Lichenoid eruption secondary to treatment with GA101

Fig. 2

Improvement following treatment with clobetasol propionate 0.05 % ointment

Discussion

The authors feel that GA101 is the most likely culprit here. A latency period of few months is not uncommon with lichenoid drug eruptions and the patient developed the rash 2 months after starting GA101. The only other new drug given at the same time was fludarabine, which has been used for a long time in hematology and to the author’s knowledge has not been reported to cause lichenoid eruptions.
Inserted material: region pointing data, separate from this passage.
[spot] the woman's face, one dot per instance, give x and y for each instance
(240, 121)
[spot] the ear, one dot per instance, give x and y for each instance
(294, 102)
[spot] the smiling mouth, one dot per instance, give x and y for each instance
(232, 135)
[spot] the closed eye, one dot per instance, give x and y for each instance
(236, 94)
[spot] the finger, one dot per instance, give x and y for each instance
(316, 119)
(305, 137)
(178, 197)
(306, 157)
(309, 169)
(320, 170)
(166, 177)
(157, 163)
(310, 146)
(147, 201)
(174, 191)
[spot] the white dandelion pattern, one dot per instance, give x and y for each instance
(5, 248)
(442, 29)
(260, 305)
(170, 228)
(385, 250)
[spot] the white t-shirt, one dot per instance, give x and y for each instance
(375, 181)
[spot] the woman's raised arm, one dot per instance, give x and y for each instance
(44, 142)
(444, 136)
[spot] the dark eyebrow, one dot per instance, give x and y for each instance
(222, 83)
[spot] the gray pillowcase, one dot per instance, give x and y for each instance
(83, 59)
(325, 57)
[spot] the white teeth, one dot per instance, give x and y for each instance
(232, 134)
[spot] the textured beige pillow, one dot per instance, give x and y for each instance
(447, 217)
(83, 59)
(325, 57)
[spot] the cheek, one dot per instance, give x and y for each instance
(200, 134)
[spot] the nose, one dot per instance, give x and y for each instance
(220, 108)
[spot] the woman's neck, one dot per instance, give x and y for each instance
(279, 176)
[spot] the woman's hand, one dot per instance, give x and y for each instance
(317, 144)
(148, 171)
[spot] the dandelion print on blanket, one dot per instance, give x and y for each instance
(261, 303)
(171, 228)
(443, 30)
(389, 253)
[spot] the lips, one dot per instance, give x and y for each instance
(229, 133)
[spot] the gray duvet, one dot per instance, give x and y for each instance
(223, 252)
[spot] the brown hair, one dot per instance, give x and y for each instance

Cutaneous side effects of anti-CD20 monoclonal antibodies have been reported with rituximab, which is a type I monoclonal anti-CD20 antibody that has been approved for the treatment of non-Hodgkin’s lymphoma since 1997. These range from mild effects, such as sweating, pruritus, and urticaria, to more serious ones such as vasculitis, Stevens-Johnson syndrome, toxic epidermal necrolysis, paraneoplastic pemphigus, and lichenoid dermatitis [1]. The onset of the reaction in the reported cases has varied from 1 to 13 weeks following rituximab exposure [1]. Serum sickness has also been reported with rituximab [2, 3].

GA101 is a novel type 2, glycoengineered, humanized anti-CD20 monoclonal antibody designed to bind with high affinity to the CD20 type II epitope, resulting in the induction of cytotoxicity that is fivefold to 100-fold greater than observed upon treatment with type I anti-CD20 antibodies such as rituximab [4]. Obinutuzumab demonstrated promising efficacy in difficult-to-treat patients with non-Hodgkin’s lymphoma in phase 2 clinical trials and it is currently being evaluated in phase 3 trials [5].

Currently, all the cutaneous side effects of anti-CD20 monoclonal antibodies reported in the literature are related to rituximab, while there are no reports of GA101 cutaneous side effects. Although lichenoid eruptions have been reported with rituximab, the lichenoid reaction our patient developed was unlikely to be due to a class effect. Had this been the case we would have expected him to have developed the reaction when he was treated with rituximab. This might suggest that the GA101 cutaneous side-effect profile is different to that of rituximab, although it is difficult to be sure at this stage.

Conclusion

In summary, GA101 is a promising new treatment for refractory non-Hodgkin’s lymphoma that is likely to be in wide use soon. This makes it important to identify its side effects, including cutaneous ones. This is the first case report of a cutaneous side effect of GA101.